Now our pressure is NOT not at sea level, or standard. My pressure (given in my equation) is 1.0083 times that of the standard pressure. So I'm just going to take the standard pressure which we know from Question 1 is 101300 and multiply it. 101300*1.0083 = 102140.79. This will be the pressure (P) in our equation.
h = 102140.79/(1000*9.81)
h = 102140.79 / 9810
h =
 Spoiler:
 10.4119052
Question 3
The gauge pressure in a car tire is 30.84 PSI (1 PSI (pounds per square inch, lb/in^{2}) = 6.89x10^{3}N/m^{2}) What is the absolute pressure in the tire in atmospheres (see sheet 7) ? Indicate with a positive (negative) sign whether the absolute pressure is always (never) larger than the gauge pressure.
How To Solve
Answer is Positive. Since we always have to add the atmospheric pressure on top of the gauge pressure it will always be larger. Look at it this way: P_{atm} +P_{gauge} > P_{gauge}. That's all it is asking.

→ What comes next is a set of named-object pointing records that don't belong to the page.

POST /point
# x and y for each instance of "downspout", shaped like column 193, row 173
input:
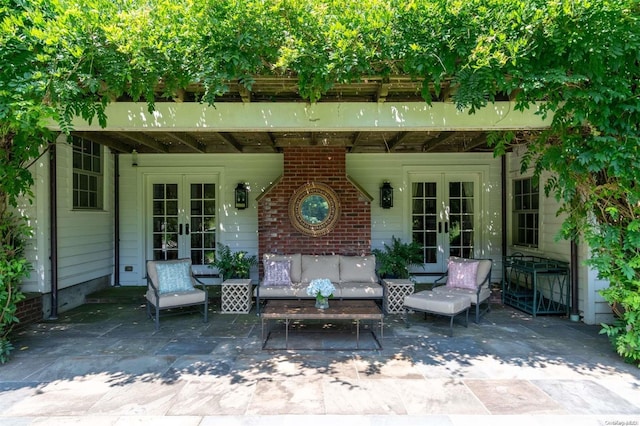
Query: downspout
column 575, row 313
column 503, row 177
column 116, row 220
column 53, row 226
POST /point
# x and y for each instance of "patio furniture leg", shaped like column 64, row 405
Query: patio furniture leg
column 405, row 317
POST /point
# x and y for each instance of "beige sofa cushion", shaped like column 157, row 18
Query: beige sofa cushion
column 484, row 266
column 358, row 269
column 359, row 290
column 325, row 266
column 295, row 272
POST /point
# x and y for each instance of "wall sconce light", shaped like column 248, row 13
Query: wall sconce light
column 242, row 196
column 386, row 196
column 134, row 158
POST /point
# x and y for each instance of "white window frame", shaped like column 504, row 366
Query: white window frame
column 90, row 158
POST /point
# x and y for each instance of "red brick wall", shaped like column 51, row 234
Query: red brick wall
column 352, row 234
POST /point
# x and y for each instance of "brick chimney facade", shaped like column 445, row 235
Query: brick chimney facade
column 352, row 233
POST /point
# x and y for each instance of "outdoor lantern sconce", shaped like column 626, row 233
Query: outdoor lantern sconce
column 386, row 196
column 242, row 196
column 134, row 158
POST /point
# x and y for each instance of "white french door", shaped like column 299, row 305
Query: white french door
column 444, row 217
column 181, row 219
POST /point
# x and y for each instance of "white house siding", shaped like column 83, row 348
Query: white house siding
column 591, row 306
column 85, row 238
column 371, row 170
column 236, row 228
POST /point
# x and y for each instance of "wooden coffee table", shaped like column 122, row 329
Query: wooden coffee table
column 353, row 310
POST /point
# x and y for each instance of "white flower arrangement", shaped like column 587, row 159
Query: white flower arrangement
column 321, row 287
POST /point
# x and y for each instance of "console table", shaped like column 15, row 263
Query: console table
column 353, row 310
column 536, row 285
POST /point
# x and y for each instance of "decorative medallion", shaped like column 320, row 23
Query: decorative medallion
column 314, row 209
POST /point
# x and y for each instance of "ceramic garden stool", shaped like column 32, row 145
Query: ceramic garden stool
column 448, row 305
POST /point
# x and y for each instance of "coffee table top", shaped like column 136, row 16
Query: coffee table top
column 338, row 309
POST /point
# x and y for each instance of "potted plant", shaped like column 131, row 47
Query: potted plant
column 396, row 259
column 233, row 264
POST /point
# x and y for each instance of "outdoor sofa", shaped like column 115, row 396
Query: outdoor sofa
column 287, row 276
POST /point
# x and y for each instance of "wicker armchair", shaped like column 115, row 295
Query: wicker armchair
column 170, row 285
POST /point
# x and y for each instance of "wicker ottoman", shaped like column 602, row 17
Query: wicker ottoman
column 448, row 305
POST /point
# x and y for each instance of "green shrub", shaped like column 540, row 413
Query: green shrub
column 13, row 268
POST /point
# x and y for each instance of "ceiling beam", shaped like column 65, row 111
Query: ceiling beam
column 305, row 117
column 104, row 139
column 187, row 140
column 143, row 139
column 479, row 140
column 382, row 92
column 433, row 144
column 228, row 138
column 396, row 140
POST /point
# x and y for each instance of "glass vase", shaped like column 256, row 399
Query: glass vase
column 322, row 302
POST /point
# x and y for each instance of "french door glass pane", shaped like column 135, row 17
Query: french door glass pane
column 203, row 229
column 165, row 221
column 424, row 218
column 461, row 218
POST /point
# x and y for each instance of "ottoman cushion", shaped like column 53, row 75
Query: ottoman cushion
column 446, row 304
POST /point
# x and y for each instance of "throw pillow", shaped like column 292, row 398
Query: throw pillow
column 277, row 273
column 462, row 274
column 316, row 267
column 296, row 264
column 174, row 277
column 355, row 269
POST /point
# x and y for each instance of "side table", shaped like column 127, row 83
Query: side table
column 395, row 290
column 236, row 296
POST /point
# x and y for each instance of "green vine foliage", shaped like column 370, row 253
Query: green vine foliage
column 232, row 264
column 578, row 60
column 13, row 268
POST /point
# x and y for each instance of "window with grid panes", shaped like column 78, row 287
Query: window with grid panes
column 526, row 204
column 87, row 174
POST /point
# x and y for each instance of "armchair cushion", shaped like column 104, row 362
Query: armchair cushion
column 277, row 272
column 174, row 276
column 463, row 273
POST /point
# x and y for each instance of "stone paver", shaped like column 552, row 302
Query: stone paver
column 91, row 366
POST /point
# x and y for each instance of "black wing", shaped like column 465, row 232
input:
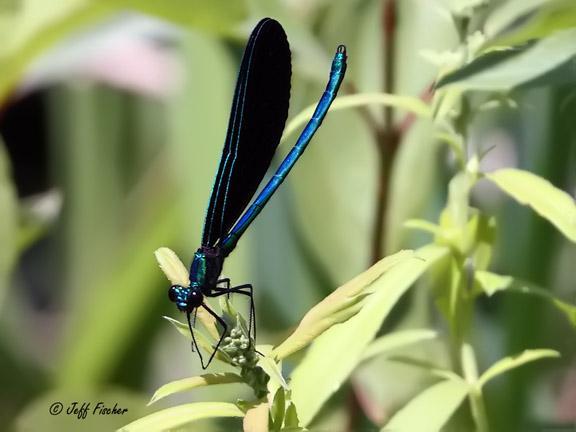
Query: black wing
column 255, row 127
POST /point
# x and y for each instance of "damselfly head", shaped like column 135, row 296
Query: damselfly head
column 186, row 298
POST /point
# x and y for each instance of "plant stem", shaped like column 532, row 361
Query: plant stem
column 387, row 138
column 470, row 370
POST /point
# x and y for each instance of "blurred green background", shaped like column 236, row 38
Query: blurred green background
column 112, row 121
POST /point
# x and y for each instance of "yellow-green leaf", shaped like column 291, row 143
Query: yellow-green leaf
column 9, row 224
column 178, row 416
column 397, row 340
column 256, row 419
column 172, row 267
column 491, row 282
column 339, row 306
column 336, row 353
column 548, row 201
column 512, row 362
column 187, row 384
column 431, row 409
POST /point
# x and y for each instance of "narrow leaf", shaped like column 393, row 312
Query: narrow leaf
column 491, row 282
column 339, row 306
column 523, row 65
column 429, row 367
column 394, row 341
column 548, row 201
column 431, row 409
column 9, row 224
column 336, row 353
column 172, row 267
column 187, row 384
column 256, row 419
column 512, row 362
column 178, row 416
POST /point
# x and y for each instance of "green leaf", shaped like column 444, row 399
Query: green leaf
column 512, row 362
column 172, row 267
column 335, row 354
column 256, row 419
column 339, row 306
column 183, row 414
column 406, row 103
column 9, row 224
column 397, row 340
column 508, row 13
column 427, row 366
column 548, row 201
column 291, row 420
column 491, row 283
column 431, row 409
column 278, row 408
column 515, row 67
column 550, row 17
column 272, row 369
column 422, row 225
column 187, row 384
column 409, row 194
column 567, row 309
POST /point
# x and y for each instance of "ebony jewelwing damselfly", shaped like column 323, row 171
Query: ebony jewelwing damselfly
column 259, row 111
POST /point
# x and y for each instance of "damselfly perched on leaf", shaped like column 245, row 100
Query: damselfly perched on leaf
column 259, row 111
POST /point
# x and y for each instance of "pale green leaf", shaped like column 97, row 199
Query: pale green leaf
column 172, row 267
column 427, row 366
column 178, row 416
column 431, row 409
column 336, row 353
column 422, row 225
column 548, row 201
column 205, row 343
column 512, row 362
column 490, row 282
column 519, row 68
column 408, row 195
column 406, row 103
column 278, row 408
column 9, row 224
column 569, row 310
column 339, row 306
column 256, row 419
column 508, row 13
column 272, row 369
column 187, row 384
column 547, row 17
column 397, row 340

Again our units are not in S.I. so we have to convert. They give us the conversion here by telling us 1 PSI = 6890 atm. The pressure in my tire is 30.84 PSI and in atm that's 30.84 * 6890 = 212487.6 atm.
Our absolute pressure is just the pressure in the tire plus the atmospheric pressure so P_{atm}+P_{tire gauge}
P_{abs} = P_{atm}+P_{tire gauge}
P_{abs} = 101300+212487.6
P_{abs} =
 Spoiler:
 313787.6
Question 4
The container shown is open on the top and filled with water. The water height x shown is 1.794 m. What is the absolute pressure at point A (see sheet 10)? Indicate with a negative (positive) sign whether the pressure values measured at any point on the bottom of the container are all the same (are larger on the left end than on the right end of the bottom line).
How To Solve
Answer is Negative. The pressure is related to the height of the water regardless where the bottom point is, that is pressure is equal horizontally across at any vertical point. Does that make sense? [if it does not, please ask]

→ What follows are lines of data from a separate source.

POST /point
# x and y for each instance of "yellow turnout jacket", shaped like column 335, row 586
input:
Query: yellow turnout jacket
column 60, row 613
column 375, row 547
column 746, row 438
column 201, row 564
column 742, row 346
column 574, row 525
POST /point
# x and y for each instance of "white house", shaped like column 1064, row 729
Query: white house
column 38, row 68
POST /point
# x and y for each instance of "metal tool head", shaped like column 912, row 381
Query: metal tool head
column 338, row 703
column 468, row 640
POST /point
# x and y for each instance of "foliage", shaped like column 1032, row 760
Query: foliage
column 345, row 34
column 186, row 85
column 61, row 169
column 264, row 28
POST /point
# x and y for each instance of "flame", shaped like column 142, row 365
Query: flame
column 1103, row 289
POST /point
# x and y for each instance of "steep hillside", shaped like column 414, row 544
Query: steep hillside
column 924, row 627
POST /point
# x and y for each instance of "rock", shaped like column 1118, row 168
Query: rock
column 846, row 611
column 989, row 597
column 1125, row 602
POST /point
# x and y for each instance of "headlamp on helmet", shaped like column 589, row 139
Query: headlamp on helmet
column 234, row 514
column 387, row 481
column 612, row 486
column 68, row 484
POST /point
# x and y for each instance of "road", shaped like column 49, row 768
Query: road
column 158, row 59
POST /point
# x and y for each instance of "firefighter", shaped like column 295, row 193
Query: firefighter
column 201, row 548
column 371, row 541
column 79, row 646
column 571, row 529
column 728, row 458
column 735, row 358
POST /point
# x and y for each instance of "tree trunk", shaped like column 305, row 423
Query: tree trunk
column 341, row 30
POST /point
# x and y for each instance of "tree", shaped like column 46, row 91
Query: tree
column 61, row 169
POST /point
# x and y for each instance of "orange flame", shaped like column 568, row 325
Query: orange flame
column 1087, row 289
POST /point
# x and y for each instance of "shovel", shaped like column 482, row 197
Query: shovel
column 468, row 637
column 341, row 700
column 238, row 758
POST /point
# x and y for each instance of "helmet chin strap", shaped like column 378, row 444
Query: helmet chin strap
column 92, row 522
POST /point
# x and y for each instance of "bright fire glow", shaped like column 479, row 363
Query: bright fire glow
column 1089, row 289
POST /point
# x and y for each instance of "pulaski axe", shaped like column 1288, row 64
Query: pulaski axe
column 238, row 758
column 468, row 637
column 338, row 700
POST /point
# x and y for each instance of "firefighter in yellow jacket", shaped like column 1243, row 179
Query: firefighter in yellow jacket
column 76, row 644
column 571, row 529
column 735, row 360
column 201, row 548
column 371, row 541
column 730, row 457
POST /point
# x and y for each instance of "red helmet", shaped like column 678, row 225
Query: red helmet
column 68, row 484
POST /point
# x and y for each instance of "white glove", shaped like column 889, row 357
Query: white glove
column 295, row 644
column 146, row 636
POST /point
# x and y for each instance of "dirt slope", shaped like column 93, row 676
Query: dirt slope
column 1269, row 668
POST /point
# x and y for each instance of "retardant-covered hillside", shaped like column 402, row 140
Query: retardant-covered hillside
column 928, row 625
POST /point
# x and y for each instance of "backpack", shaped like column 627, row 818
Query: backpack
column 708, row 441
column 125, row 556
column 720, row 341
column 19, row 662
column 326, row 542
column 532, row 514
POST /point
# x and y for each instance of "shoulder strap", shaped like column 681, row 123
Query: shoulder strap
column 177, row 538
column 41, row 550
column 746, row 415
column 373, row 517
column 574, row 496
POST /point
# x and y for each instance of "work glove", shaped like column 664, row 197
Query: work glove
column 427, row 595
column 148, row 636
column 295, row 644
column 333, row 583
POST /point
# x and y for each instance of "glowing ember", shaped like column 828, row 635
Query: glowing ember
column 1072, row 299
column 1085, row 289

This question uses a lot of information we dealt with in the previous questions. Again we are finding the pressure relation to the height as we did in Question 2 so we can use the same formula P = ρ_{H2O}*g*h. Use the height given. The height in the smaller box, that is the area completely filled with water has no affect for what we are looking for.
P = ρ_{H2O}*g*h
P = 1000*9.81*1.794
P =
 Spoiler:
 17599.14
Since we need the absolute pressure we just add the standard pressure of 101300 to the pressure at the point we just calculated. This is because there is another force acting and we are at standard pressure (or it is rather assumed)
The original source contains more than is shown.